Sunday, 2 October 2016


Three University of Zimbabwe graduates on Thursday stunned President Mugabe and other senior government officials when they staged surprise protests during this year’s graduation ceremony demanding jobs.

The government, as represented by Jonathan Moyo, the Higher and Tertiary Education minister, is threatening to withhold their degrees as punishment for this brazen act. The trio of Alex Mukamba, Tonderai Dombo and Tembinkosi Rushwaya, which was later taken to court and fined $10 each for public nuisance, however, stand by their action saying there was nothing wrong with demanding employment creation in the country.

Despite toiling to obtain degrees and other scholarly qualifications, a majority of university and college graduates in Zimbabwe are failing to secure employment. Many of them have turned to street vending and other menial jobs to survive.
Mukamba, who was studying political science, said it was necessary to challenge Mugabe and his ministers so that they know things are not well for the majority of graduates in the country.

“We were graduating but there is really nothing to celebrate. Each year thousands of graduates are churned out but there is no employment for them. Last year alone we had about 17 000 graduates from about nine universities without adding people from polytechnics and other vocational colleges. Of that number, very few are getting employed; it seems we are celebrating unemployment,” he said.

“Those government officials facilitating the graduation ceremonies are living good lives and they can afford to send their children to universities outside the country. What we did on Thursday was a voice against the government demanding an environment where graduates are employed. We are suffering and we shouldn’t act as if everything is normal.”

Mukamba said it was disheartening that parents and guardians strived to send their children to universities but after completing studies, they still needed to fend for them as the graduates were failing to secure employment.
He said his protest was driven by sad realities of the current economic situation that was affecting most graduates in the country.

“Poverty is what is pushing us to do this. Personally, my parents had to sell household property so that I could finish my studies but after graduation I still have to look up to my mother for everything. That is painful because I should be able to look after my parents after graduation,” he said.
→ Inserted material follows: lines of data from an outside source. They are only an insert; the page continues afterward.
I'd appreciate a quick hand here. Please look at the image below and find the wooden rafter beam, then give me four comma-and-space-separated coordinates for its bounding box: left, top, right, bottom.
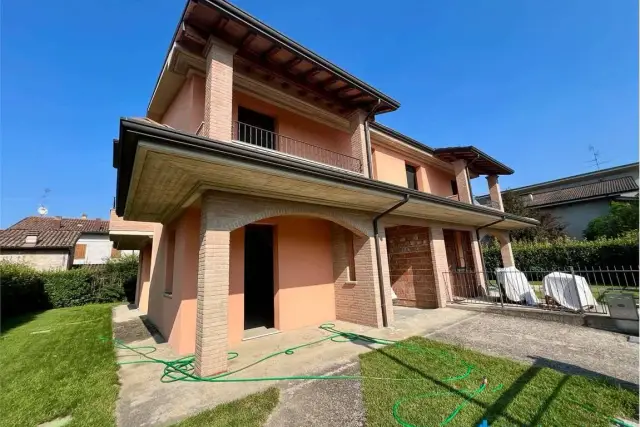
336, 86, 353, 99
241, 32, 257, 48
283, 58, 302, 72
216, 16, 229, 31
322, 77, 339, 90
302, 67, 322, 82
262, 46, 281, 62
182, 22, 207, 46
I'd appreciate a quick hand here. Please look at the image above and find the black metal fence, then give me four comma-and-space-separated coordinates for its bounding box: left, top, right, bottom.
232, 122, 362, 173
443, 267, 640, 314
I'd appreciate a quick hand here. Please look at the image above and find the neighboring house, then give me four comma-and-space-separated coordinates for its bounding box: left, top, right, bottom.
111, 0, 537, 375
0, 215, 126, 269
477, 162, 638, 239
0, 229, 80, 270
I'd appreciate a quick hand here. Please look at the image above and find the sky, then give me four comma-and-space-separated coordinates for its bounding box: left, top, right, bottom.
0, 0, 638, 228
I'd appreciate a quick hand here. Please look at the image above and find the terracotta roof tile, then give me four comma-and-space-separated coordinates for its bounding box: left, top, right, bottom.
0, 229, 80, 249
8, 216, 109, 233
527, 176, 638, 207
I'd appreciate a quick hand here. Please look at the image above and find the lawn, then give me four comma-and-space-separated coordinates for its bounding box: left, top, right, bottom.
360, 337, 638, 427
0, 304, 278, 427
0, 305, 118, 426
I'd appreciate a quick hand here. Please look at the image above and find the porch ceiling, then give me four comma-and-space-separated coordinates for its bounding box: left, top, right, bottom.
115, 120, 537, 229
147, 0, 400, 120
109, 232, 153, 250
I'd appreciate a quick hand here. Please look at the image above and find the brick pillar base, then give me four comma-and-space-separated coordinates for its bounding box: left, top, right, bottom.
498, 231, 516, 267
195, 193, 230, 376
430, 227, 451, 307
470, 231, 487, 294
331, 224, 393, 327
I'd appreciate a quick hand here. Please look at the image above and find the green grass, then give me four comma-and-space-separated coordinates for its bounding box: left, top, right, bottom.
0, 304, 278, 427
173, 387, 279, 427
0, 304, 118, 426
360, 337, 638, 427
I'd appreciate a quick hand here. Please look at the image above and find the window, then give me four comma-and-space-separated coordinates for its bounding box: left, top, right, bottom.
451, 179, 458, 196
73, 244, 87, 259
404, 164, 418, 190
344, 230, 356, 282
164, 230, 176, 294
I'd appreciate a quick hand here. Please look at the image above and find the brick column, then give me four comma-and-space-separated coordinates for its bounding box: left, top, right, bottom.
350, 235, 382, 328
349, 110, 369, 177
430, 227, 450, 307
452, 160, 471, 203
487, 175, 504, 212
202, 37, 236, 141
417, 166, 431, 193
470, 231, 487, 292
195, 193, 230, 376
374, 231, 394, 325
497, 231, 516, 267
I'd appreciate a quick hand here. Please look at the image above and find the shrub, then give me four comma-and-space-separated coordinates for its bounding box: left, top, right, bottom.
583, 202, 639, 240
0, 261, 49, 318
483, 233, 639, 271
43, 268, 95, 308
0, 255, 138, 319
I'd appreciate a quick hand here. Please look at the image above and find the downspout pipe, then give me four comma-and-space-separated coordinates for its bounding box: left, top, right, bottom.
364, 98, 382, 179
476, 216, 506, 279
373, 194, 410, 328
464, 154, 486, 205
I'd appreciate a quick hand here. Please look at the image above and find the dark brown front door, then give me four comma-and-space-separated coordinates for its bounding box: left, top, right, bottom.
444, 230, 478, 298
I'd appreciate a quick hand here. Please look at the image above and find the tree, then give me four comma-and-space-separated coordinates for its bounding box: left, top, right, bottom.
502, 192, 566, 242
583, 202, 639, 240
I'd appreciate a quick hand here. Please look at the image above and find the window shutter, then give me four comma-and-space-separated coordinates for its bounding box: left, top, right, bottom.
73, 244, 87, 259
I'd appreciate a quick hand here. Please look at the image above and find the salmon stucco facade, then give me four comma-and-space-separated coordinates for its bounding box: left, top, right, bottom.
110, 0, 536, 375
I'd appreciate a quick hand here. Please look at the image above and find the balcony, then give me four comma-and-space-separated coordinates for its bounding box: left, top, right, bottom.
109, 209, 156, 250
232, 122, 362, 173
474, 199, 502, 211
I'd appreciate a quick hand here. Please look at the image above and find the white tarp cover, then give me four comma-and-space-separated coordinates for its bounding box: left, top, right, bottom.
542, 271, 597, 310
496, 267, 540, 305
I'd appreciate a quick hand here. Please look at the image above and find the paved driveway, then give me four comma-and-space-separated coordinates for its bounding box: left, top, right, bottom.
428, 314, 638, 388
114, 308, 638, 427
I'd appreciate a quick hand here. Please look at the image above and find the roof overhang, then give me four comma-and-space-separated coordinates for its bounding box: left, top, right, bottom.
115, 119, 538, 230
147, 0, 400, 120
109, 230, 153, 250
434, 146, 513, 175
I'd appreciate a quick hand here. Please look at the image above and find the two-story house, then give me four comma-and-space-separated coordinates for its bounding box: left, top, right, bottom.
111, 0, 536, 375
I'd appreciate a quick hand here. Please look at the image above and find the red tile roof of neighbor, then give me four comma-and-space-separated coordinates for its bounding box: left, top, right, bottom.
0, 229, 81, 249
8, 216, 109, 234
527, 176, 638, 207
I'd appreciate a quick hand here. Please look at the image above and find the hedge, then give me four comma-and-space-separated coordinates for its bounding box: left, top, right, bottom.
0, 256, 138, 319
482, 232, 639, 271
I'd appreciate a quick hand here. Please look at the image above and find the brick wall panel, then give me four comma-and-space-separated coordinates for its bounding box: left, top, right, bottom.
386, 226, 438, 308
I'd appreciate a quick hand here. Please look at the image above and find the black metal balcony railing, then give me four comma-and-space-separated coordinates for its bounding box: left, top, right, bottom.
476, 199, 502, 210
232, 122, 362, 173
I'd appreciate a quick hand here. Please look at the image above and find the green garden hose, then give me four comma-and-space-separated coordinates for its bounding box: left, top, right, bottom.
101, 323, 632, 427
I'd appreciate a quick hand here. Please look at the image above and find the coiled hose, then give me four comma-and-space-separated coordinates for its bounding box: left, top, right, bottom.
101, 323, 633, 427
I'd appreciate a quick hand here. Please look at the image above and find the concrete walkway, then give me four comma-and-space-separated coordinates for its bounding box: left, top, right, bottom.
114, 306, 638, 427
113, 305, 478, 427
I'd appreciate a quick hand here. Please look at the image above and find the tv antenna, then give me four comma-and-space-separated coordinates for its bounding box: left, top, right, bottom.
38, 188, 51, 216
587, 144, 609, 170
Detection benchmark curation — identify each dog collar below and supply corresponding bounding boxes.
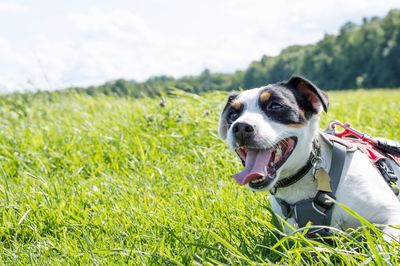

Former student leader Dombo said Mugabe must be reminded that things are not normal in the country and he has to act.
“The economic situation in the country pushed me to do what I did on Thursday. Truly, there are no prospects of getting employment as many companies are closing each passing day. With that in mind, you get to a point as an individual of saying ‘I need to stand up and say it to the Chancellor himself’,” Dombo said.

“As a former student leader I felt obliged that I should represent the students I have been leading. The majority of them are fearful to tell the authorities that things are not normal. I realised that someone needed to stand up because keeping silent on such matters makes no sense. We have to speak out against the few elites who have access to the country’s resources. We cannot keep silent when we have been reduced to living like baboons or other wild animals,” he said.

Dombo said a majority of brilliant youngsters were failing to make it into university because of poverty and for the fortunate few who managed, life was becoming unbearable as they were failing to secure employment.

He said his protest was not influenced by any political party or civic organisation, but by the genuine plight of the deteriorating situation in Zimbabwe.

Dombo also said he was not afraid of Mugabe’s regime, which he said thrived on corruption and instilling fear in the citizens.
He also took a dig at Higher Education minister Jonathan Moyo who threatened to withhold their degrees.

Rushwaya told The Standard that if Moyo withheld their degrees, they would also write to universities he studied at to ask them to strip him of his qualifications.

He said the reaction by government had shown that they received the message and therefore they need to act on it.

The government of Zimbabwe stands accused of being responsible for the alarming unemployment levels in the country.

Zimbabwe Coalition of Unemployed Graduates (ZCUG) said the government needed to be pushed so that they rectified the situation on the ground.

“What Dombo and others did is very important in reminding the president that people are graduating to be come. That was a very important stance which also sends a message to the international community that Zimbabwean citizens are living as paupers. The majority of parents and guardians are struggling to send their children to university so that they have a better life but upon completion of studies there is a sad reality of unemployment. Mugabe has just failed,” ZCUG coordinator, Howard Madya said.

Co-coordinator of ZCUG, Samuel Meso weighed in, saying graduands at all universities must stand up against Mugabe’s ruinous policies.

“The stance taken by Dombo and others at the University of Zimbabwe graduation ceremony should be embraced by all graduands. The wave should spread to other institutions so that we send a clear message. We cannot continue to watch as this government displays lack of political will to provide jobs. Speeches do not bring jobs,” he said.

In February this year, Vendors Initiative for Social and Economic Transformation (Viset) revealed that more than 2 000 university graduates in Harare and Bulawayo alone had resorted to street vending as the economy continued to dwindle in a report titled Unemployment and Economic Shrinkage: From University to the Street.